All member states have standardized the issuing of passports that feature on the cover the CARICOM emblem (CC Caribbean Community) along with the coat-of-arms of the particular nation to facilitate hassle-free movement.
The Organization of Eastern Caribbean States (OECS) has gone further with arrangements for citizens to live, work and make investments consistent with plans for the sub-region’s transformation into an economic union, even as the rest of CARICOM continues to respond to varying challenges being faced by their citizens.
This so-called “economic citizenship” is an investment device often resorted to by some developed and developing nations, guided by the fundamental principle of guarding against corruption and exploitation by criminal elements. Framing and implementation of laws are, therefore, expected to have as core features length of prior residence status as well as adherence to taxation requirements.
It has been the experience within CARICOM that a minimum of between five to seven years permanent residence is required by a non-national for approval of citizenship. Erosion of such a policy, prior to the initiative being pursued by Antigua and Barbuda, had started in Dominica and St Kitts and Nevis, with variations in terms of prior resident status, categories and levels of investment.
In the case of Antigua and Barbuda, domestic controversies are focused primarily on provisions of the Economic Citizenship Investment Act 2012 that make it possible for a foreigner to attain citizenship within a fortnight of staying in the country and having made prior “investment” payments as identified by a “minister”, including in a “charity” of choice.
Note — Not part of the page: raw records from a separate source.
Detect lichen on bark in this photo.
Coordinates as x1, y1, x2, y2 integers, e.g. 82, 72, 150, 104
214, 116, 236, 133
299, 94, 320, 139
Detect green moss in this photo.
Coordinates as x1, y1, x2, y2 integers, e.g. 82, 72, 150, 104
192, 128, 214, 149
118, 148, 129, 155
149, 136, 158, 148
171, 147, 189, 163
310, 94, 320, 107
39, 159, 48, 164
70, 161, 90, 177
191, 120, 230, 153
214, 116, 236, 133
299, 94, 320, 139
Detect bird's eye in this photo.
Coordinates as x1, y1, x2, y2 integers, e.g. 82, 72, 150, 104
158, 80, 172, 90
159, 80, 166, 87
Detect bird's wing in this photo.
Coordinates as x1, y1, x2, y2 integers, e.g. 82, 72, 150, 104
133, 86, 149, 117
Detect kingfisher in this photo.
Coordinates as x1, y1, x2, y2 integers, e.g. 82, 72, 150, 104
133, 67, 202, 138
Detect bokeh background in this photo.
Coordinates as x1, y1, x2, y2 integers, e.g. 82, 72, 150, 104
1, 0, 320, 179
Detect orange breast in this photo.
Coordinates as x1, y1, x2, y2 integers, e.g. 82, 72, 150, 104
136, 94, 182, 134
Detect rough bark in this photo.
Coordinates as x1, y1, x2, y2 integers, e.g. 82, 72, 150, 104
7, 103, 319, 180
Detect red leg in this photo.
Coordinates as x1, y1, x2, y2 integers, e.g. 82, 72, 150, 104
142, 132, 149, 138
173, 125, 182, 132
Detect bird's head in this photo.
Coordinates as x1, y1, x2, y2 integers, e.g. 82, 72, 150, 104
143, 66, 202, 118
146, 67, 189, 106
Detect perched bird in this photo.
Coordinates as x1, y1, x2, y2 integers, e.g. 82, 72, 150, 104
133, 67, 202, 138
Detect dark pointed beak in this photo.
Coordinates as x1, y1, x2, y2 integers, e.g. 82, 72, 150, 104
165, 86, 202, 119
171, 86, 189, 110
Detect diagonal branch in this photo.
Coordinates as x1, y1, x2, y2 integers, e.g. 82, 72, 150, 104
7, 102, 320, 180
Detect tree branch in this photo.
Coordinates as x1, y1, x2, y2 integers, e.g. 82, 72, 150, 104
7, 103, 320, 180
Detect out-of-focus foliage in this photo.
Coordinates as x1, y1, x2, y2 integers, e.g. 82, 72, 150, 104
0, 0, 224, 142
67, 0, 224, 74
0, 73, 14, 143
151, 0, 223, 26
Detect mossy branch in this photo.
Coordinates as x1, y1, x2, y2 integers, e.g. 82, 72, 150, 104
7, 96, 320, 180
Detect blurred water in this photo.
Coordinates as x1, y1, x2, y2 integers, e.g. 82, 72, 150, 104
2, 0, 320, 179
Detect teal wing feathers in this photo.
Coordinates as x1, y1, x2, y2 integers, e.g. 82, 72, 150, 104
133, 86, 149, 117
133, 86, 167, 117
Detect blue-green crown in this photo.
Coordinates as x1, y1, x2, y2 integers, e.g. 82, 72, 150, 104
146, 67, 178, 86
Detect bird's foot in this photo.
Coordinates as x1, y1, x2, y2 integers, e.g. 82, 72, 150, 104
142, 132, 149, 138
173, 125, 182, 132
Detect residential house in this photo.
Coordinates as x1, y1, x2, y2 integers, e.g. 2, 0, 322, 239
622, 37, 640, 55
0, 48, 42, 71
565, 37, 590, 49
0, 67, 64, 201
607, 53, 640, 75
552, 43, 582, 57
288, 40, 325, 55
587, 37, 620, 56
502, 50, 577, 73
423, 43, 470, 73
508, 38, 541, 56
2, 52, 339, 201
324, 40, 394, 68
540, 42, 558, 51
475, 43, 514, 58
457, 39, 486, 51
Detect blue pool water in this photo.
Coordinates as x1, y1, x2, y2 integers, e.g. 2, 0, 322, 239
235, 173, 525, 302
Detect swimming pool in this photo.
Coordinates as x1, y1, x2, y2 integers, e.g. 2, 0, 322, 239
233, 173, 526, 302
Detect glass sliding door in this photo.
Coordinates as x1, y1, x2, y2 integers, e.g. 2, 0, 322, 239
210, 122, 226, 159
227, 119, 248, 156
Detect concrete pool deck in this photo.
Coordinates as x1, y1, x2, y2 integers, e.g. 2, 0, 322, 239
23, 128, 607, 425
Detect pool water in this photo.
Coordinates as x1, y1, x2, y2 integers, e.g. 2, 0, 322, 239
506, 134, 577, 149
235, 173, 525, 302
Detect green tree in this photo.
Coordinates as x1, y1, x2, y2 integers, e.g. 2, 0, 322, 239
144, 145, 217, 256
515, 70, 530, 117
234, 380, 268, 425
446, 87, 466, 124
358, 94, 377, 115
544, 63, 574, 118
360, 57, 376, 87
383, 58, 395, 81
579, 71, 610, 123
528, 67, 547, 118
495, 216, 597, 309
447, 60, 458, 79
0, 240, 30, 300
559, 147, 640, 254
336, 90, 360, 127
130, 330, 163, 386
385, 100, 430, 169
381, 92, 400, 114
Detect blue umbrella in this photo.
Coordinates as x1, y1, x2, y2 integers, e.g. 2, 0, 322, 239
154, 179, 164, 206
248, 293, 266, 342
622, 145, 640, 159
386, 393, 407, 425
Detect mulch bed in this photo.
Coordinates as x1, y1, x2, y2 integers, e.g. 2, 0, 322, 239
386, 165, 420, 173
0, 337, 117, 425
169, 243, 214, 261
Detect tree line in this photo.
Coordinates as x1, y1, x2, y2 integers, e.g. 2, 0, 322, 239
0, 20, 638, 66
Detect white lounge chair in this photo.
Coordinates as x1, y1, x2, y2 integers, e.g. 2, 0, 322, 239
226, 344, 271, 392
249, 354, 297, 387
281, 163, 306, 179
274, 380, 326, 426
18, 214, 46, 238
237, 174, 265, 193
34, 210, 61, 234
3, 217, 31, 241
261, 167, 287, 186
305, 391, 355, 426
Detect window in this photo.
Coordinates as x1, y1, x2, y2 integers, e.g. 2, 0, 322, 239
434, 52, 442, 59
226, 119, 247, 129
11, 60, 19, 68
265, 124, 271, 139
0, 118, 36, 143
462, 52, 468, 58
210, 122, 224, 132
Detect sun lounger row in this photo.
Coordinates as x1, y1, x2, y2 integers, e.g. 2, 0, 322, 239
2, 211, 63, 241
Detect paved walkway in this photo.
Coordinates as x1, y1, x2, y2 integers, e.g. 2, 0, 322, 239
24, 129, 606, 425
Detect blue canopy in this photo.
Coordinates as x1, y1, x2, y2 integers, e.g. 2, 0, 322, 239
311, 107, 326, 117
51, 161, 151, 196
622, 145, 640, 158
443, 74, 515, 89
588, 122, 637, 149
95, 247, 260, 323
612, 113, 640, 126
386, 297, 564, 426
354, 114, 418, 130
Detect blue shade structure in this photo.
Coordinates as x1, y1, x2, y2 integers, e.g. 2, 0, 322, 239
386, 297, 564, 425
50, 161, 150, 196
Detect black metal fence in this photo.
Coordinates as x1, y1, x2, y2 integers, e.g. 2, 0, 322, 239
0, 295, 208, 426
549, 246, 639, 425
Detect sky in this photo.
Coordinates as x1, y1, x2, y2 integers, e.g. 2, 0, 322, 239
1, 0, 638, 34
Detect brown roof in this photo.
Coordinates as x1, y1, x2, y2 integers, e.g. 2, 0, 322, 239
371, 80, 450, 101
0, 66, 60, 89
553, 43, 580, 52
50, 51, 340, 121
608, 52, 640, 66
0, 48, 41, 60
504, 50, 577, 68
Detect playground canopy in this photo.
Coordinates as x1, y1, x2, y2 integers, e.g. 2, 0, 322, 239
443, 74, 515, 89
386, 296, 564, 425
Once in possession of such a newly acquired citizenship, the investor citizen, from wherever, is legally equipped to hop from one island to another within the OECS as a “national” to take full advantage, as any national by birth, of the social and economic benefits outlined in the rights of establishment provisions of the Revised CARICOM Treaty.
While it may be quite favourable to do so within prevailing arrangements among some countries of the OECS, it could hardly be embraced by the rest of CARICOM, mindful of existing jurisdictional rights and whose immigration and customs services are likely to come under pressure to more carefully scrutinize the passports of foreign nationals issued within the OECS.
A disturbing factor is that once a non-CARICOM national is issued with a passport from an OECS partner state on the basis of “economic citizenship” arrangements of convenience, he/she could repeat such an arrangement in another country within the sub-region for which accountability could be quite elusive and in stark comparison to what’s legally expected of Community citizens by birth.